Marvin Dixon recalls the moment after he walked into an apartment in the building where he works as the maintenance supervisor in Hartford. There, he found 34-year-old Hartford police officer Jill Kidik in the fight of her life.
“Just seen two human beings struggling and one causing just so much pain and I just wanted to end it,” said Dixon. “I seen…I seen the officer try to get back up and try to instruct my fellow associate, try to instruct him how to help her survive.”
On May 17, 2018, Kidik was called to the apartment of 39-year-old Chevoughn Augustin for a landlord tenant dispute over property damage. Augustin is accused of choking and stabbing Officer Kidik several times in the neck before Dixon arrived. When he got there, he pulled Augustin off of Kidik. He and his coworker, Jose Casanova of New Britain, are credited with saving Kidik’s life.
Dixon and Casanova are two of just 19 Carnegie Hero Fund medal recipients this year. The award is given out to civilians who demonstrate extraordinary acts of heroism by knowingly putting their life on the line to save another. The prestigious award has been given out since 1904.
“I don’t believe I am a hero. I just believe that I did just a normal…I just feel like I acted as anyone would act, I believe,” he said. “I am grateful and thankful I was actually there to actually be able to do something.”
Dixon called his wife to share what happened immediately after the incident.
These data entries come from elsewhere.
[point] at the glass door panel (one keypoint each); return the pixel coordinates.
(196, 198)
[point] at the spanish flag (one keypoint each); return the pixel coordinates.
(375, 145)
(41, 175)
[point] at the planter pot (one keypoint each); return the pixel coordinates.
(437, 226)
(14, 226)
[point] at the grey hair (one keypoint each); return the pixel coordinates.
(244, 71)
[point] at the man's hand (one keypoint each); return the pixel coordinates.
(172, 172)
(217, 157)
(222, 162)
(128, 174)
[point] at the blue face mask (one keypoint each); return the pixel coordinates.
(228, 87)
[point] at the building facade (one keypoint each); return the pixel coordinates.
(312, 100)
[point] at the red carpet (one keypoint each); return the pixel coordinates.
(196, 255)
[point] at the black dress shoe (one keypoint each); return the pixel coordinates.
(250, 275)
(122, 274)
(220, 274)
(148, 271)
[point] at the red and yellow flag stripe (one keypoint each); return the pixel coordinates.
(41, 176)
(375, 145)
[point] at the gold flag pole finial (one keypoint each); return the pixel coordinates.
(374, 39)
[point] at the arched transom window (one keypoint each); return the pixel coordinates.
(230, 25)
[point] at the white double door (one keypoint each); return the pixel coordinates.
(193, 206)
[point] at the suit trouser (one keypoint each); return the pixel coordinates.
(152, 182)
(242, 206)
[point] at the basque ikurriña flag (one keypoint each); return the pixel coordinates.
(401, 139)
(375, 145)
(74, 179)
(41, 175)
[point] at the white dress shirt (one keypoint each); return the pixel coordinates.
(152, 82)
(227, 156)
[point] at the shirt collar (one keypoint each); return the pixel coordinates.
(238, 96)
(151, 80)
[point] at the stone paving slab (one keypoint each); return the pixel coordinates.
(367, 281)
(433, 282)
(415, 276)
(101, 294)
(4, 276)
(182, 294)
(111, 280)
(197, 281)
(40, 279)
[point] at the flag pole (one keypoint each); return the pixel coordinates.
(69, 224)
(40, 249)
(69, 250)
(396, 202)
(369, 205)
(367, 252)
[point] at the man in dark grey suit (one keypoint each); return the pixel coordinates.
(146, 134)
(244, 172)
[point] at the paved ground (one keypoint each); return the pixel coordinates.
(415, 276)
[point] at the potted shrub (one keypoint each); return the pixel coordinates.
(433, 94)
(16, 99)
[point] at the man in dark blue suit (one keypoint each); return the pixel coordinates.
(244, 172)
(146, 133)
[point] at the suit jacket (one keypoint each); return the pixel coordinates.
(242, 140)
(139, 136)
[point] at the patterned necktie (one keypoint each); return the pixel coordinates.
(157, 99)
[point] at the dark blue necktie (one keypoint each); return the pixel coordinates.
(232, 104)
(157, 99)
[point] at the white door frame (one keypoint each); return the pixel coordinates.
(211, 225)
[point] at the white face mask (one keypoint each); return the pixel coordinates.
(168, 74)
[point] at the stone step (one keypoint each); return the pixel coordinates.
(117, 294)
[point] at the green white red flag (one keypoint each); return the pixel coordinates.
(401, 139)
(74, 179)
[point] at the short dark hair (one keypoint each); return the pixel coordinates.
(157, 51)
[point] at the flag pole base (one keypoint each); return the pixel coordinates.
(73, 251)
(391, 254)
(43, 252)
Though his bravery wasn’t a surprise, she could never have imagined what would unfold when she sent him off to work that day.
“He’s definitely a maintenance supervisor so I didn’t expect him to be saving a human’s life there. I’m definitely very proud of him. He’s definitely a hero in my eyes. He always has been,” said Amanda Statkiewicz.
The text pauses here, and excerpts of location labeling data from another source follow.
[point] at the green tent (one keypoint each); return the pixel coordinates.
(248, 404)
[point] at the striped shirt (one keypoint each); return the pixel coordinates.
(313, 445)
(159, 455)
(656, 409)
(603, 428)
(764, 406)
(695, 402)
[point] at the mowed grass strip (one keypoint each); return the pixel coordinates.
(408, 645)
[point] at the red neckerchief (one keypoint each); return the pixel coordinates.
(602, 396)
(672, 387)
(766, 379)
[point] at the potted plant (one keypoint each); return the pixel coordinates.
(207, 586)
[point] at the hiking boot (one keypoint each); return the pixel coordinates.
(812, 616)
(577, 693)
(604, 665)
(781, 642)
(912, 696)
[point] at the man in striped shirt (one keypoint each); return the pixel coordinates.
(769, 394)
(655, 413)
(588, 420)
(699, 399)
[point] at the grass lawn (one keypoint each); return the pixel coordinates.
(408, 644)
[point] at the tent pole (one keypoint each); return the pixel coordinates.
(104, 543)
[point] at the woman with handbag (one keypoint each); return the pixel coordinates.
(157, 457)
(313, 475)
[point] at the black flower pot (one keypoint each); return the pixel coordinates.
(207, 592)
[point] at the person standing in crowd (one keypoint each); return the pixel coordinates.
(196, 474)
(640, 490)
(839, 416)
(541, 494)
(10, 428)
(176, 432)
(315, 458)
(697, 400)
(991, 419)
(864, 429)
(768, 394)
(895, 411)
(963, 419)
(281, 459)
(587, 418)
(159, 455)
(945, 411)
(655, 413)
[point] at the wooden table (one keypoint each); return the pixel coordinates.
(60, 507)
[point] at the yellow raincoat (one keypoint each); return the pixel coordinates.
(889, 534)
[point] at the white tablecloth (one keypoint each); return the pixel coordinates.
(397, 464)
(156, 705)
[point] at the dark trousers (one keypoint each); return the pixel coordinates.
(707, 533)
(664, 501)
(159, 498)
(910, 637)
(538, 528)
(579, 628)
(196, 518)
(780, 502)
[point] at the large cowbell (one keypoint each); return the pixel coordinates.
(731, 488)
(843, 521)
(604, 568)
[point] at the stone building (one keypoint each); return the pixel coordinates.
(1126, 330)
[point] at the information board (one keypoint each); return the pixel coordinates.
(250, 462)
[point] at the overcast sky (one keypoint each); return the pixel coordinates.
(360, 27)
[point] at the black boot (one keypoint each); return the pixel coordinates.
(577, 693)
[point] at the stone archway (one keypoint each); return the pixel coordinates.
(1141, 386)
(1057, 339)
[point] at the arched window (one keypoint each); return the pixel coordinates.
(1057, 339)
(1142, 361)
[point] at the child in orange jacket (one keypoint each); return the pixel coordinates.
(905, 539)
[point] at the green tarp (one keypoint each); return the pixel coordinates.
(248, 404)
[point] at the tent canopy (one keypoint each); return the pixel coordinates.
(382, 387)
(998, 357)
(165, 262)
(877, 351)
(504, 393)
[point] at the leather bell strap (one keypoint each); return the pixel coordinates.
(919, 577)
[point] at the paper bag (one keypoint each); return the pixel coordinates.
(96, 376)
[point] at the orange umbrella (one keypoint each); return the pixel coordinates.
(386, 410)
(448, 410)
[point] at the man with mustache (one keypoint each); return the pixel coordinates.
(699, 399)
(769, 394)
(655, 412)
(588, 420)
Dixon joins a distinguished list of Carnegie recipients at a time when some say more bravery needs to be highlighted.
“We’re in a cynical time. We don’t really believe that heroes exist. Marvin Dixon shows that heroes are all around us,” said Sen. Matt Lesser, (D) Cromwell, who arranged for Dixon to received his medallion in a special ceremony at Cromwell City Hall on Wednesday.
“This is just an incredible story of an ordinary man who did something he didn’t have to do which was put his own life at risk to save an officer,” Lesser added.
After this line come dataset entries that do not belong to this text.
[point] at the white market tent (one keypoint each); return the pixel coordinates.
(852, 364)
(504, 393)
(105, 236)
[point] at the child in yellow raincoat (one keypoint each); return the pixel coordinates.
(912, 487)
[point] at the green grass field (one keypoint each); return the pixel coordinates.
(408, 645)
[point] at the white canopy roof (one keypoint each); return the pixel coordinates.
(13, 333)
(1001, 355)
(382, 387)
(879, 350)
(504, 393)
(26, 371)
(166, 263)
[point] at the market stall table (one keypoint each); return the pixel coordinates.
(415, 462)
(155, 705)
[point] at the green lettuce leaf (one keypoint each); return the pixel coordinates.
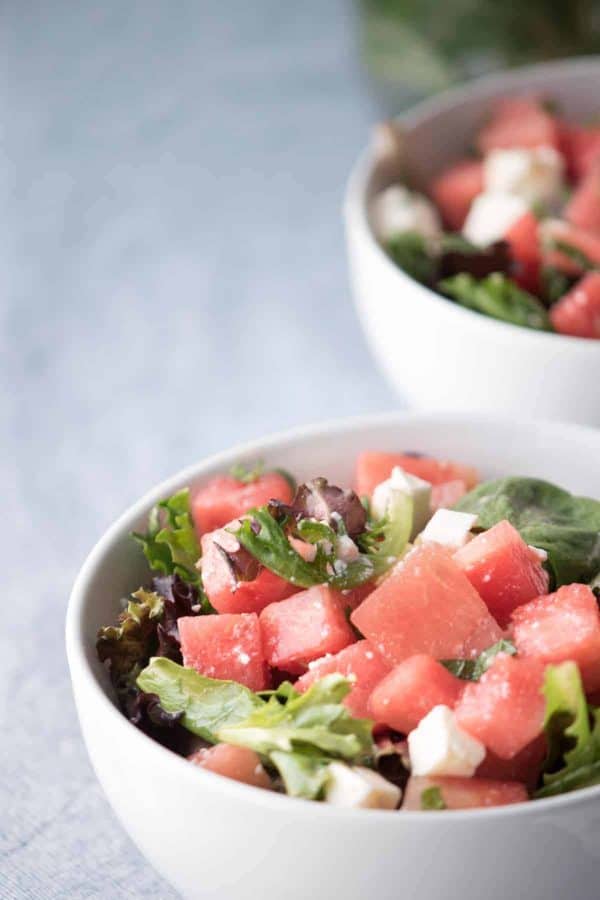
(207, 704)
(546, 516)
(170, 543)
(473, 669)
(572, 731)
(498, 296)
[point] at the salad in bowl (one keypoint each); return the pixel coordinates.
(511, 231)
(414, 640)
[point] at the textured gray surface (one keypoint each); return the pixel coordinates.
(172, 282)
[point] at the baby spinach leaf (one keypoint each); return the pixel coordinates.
(572, 731)
(431, 798)
(170, 543)
(546, 516)
(206, 704)
(498, 296)
(473, 669)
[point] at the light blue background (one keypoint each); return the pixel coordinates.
(172, 282)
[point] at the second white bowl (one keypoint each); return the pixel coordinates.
(436, 353)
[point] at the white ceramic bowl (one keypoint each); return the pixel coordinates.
(215, 838)
(436, 353)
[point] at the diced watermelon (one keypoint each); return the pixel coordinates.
(226, 646)
(505, 708)
(226, 593)
(445, 495)
(578, 312)
(359, 661)
(556, 232)
(238, 763)
(464, 793)
(581, 147)
(455, 189)
(525, 767)
(561, 626)
(583, 209)
(224, 498)
(519, 122)
(373, 467)
(523, 241)
(303, 628)
(426, 605)
(502, 569)
(411, 690)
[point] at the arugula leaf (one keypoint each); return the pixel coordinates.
(207, 704)
(473, 669)
(128, 645)
(499, 297)
(316, 719)
(170, 544)
(546, 516)
(409, 250)
(431, 798)
(573, 733)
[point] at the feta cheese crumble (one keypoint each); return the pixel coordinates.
(437, 746)
(449, 528)
(396, 210)
(357, 787)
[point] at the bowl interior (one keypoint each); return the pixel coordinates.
(567, 455)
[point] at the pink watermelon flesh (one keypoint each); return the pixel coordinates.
(411, 690)
(562, 626)
(578, 312)
(224, 498)
(455, 189)
(238, 763)
(228, 647)
(464, 793)
(426, 605)
(304, 628)
(373, 467)
(505, 709)
(358, 661)
(502, 569)
(226, 593)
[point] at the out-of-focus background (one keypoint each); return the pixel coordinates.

“We talk so much about division today and what separates us but you are truly the embodiment of what makes us Americans,” said Rep. Christie Carpino, (R) Cromwell.
Carpino pinned a flag on Dixon’s lapel after the ceremony, during which he also received a key to the town and a proclamation marking August 7th Marvin Dixon Day in Cromwell. Carpino said Dixon represents the best of what American is about.
“He acted without hesitation, put himself in danger and saved the life of an individual that he hadn’t ever met,” she said. “It is wonderful to celebrate a true hero and somebody who actually puts his life before others.”
Casanova, who pulled the knife out of Augustin’s hands, and provided life-saving first aid to Officer Kidik, is also a Carnegie Medal recipient this year.
Along with the medallion, there is a $5,000 financial award, which Dixon says he plans to use for his children’s college fund.